West Cork smoke house has struggled with supply following Mowi losses in Ireland. 

Ummera Smokehouse has been processing salmon in West Cork for nearly 50 years, since Managing Director Anthony Creswell’s father moved the family from Essex to Cork to set up a chicken farm.

“We were living in Essex, and my father came over to Ireland to set up an Anglo-American chicken franchising operation in the early 1960s.”

“He was a keen fisherman and was catching salmon on the rivers locally, and started smoking really just for curiosity, and for fun, and it sort of grew from there.”

“I got kicked out from home as a teenager, I was told to go and find myself a job within the week or he would put me in the army, and in those days you did what you were told. As a result I spent the next 18 years in the wine business around the world before returning home.”

Custom built smokehouse
When then-Finance Minister Charles Haughey “upped the duty on wine and doubled it overnight,” Anthony closed his shop and decided to help his dad for a while.

In May 1998, Creswell took over the running of the company from his father. The smoking was transferred in October 2000 to a new custom built smokehouse, one mile upstream of its original location on the River Argideen.

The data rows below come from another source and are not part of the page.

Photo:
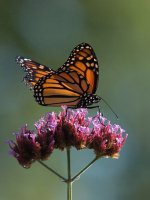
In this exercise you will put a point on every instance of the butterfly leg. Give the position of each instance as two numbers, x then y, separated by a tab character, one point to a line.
98	107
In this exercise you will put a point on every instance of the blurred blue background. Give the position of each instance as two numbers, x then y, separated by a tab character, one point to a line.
46	31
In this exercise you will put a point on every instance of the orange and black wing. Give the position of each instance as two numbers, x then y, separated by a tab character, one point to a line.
34	71
83	60
61	88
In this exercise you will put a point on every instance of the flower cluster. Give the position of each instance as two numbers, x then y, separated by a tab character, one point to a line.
68	128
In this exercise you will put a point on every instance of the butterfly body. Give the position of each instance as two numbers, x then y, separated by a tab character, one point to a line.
74	84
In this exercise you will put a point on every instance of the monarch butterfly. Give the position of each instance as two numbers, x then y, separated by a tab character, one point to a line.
74	84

“We were smoking wild salmon until about 2004,” explains the softly spoken Creswell, “when the stocks of wild salmon were dropping, and we felt it was in the interest of saving the wild salmon not to carry on buying.”

“So that’s really when we moved over to smoking organic salmon. Whilst we smoke the odd wild salmon if a fisherman catches one on the river, commercially we won’t.”

Global trade
Ummera supplies shops and hospitality as well as catering to individual customers, shipping to buyers all over the world, “to Germany, France, Japan and America says Creswell, who says that demand has ‘held up very well’ despite the uncertainties of the pandemic.

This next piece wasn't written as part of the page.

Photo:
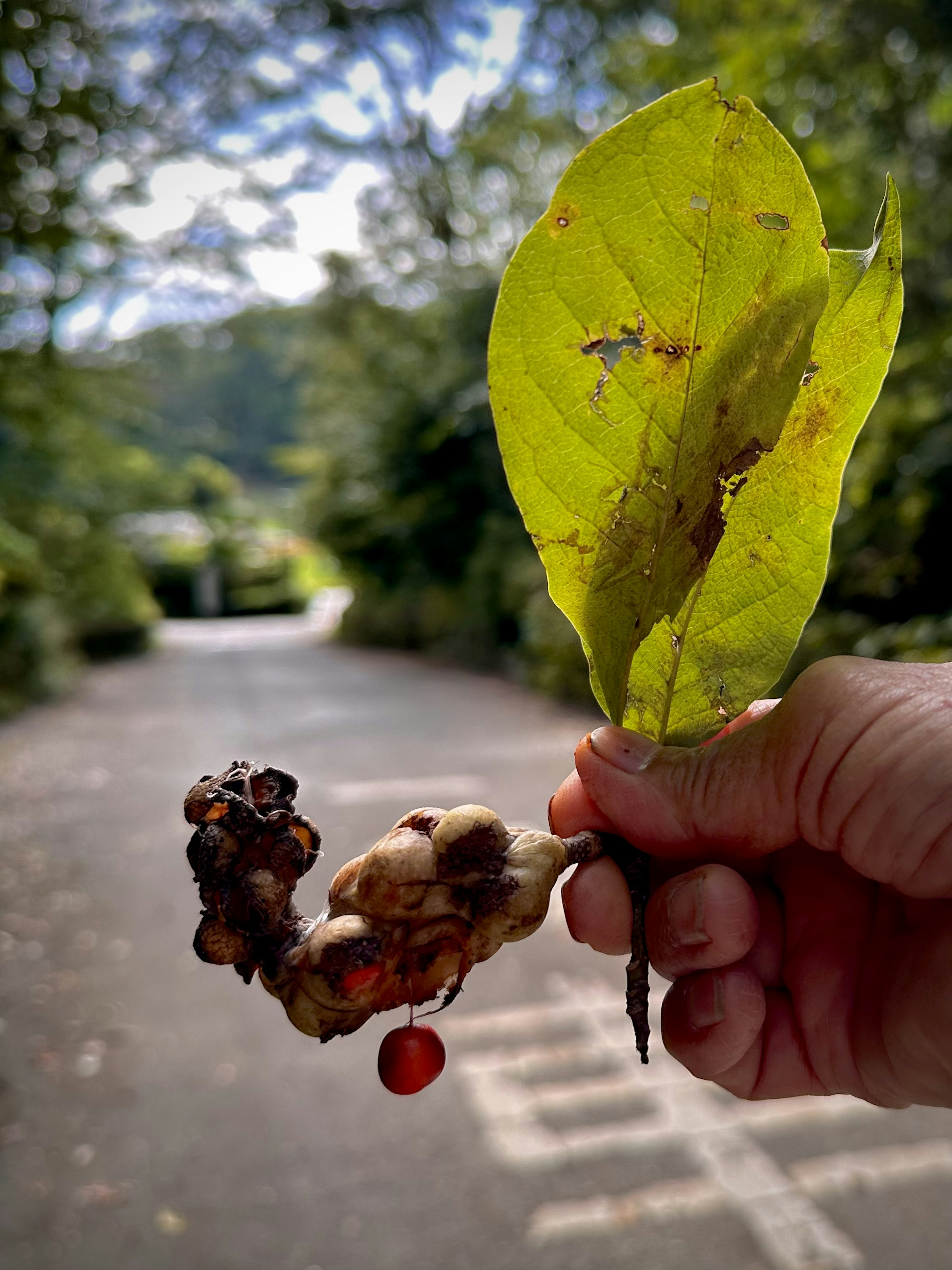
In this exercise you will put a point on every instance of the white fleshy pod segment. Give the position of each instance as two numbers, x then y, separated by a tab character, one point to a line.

“We’re a small operator. And because of that, we concentrate on quality rather than quantity. So we’re trying to produce the best we can. And we just hope most of our customers are similarly concerned about the quality. And they’re not particularly concerned about the price.”

“We use organic salmon. So we’re obviously paying a premium because of that. We buy it from Mowi; they have about seven or eight organic salmon farms up and down the west coast, from West Cork all the way up to Donegal.”

Supply issues
“We’ll probably smoke a pallet once a fortnight, it depends very much on the time of year. At the moment we haven’t been able to buy any salmon since December because there’s been none available. I think they get hit by weather conditions – the water temperature is colder or warmer than it should be and that tends to have an effect on the ability to supply.”

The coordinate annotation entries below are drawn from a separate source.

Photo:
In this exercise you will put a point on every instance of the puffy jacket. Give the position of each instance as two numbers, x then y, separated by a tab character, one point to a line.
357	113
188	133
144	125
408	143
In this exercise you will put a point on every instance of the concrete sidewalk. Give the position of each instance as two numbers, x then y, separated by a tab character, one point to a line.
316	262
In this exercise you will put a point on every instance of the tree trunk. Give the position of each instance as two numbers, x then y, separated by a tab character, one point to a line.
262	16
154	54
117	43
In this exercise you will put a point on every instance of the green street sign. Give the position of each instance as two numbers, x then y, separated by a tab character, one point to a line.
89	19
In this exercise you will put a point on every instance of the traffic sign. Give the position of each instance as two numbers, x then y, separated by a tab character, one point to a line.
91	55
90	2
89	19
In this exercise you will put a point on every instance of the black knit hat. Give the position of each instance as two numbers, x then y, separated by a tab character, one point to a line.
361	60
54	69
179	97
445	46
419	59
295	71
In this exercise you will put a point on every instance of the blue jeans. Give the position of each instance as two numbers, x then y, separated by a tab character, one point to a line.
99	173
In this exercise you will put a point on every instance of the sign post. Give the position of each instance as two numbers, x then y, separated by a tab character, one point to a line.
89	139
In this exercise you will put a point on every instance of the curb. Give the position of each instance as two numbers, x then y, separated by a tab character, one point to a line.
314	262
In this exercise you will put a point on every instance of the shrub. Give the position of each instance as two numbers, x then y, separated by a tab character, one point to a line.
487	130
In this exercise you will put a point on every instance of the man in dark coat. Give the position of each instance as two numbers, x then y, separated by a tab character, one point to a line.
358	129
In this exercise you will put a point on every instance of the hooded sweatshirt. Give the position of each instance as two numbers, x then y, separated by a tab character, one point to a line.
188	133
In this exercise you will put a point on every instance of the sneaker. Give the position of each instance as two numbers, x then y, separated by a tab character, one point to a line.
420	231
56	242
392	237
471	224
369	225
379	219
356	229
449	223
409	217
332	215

In October, Mowi confirmed it suffered a sizeable die-off at its Ireland operations, the result of a plankton bloom that hit its farming sites in Bantry Bay in late October. Local media reported that as many as 80,000 salmon worth a total of €2.4 million were killed as a result of the incident.

Creswell, however, remains, sanguine. “Supply is normally pretty good. But we do have an issue every now and then.”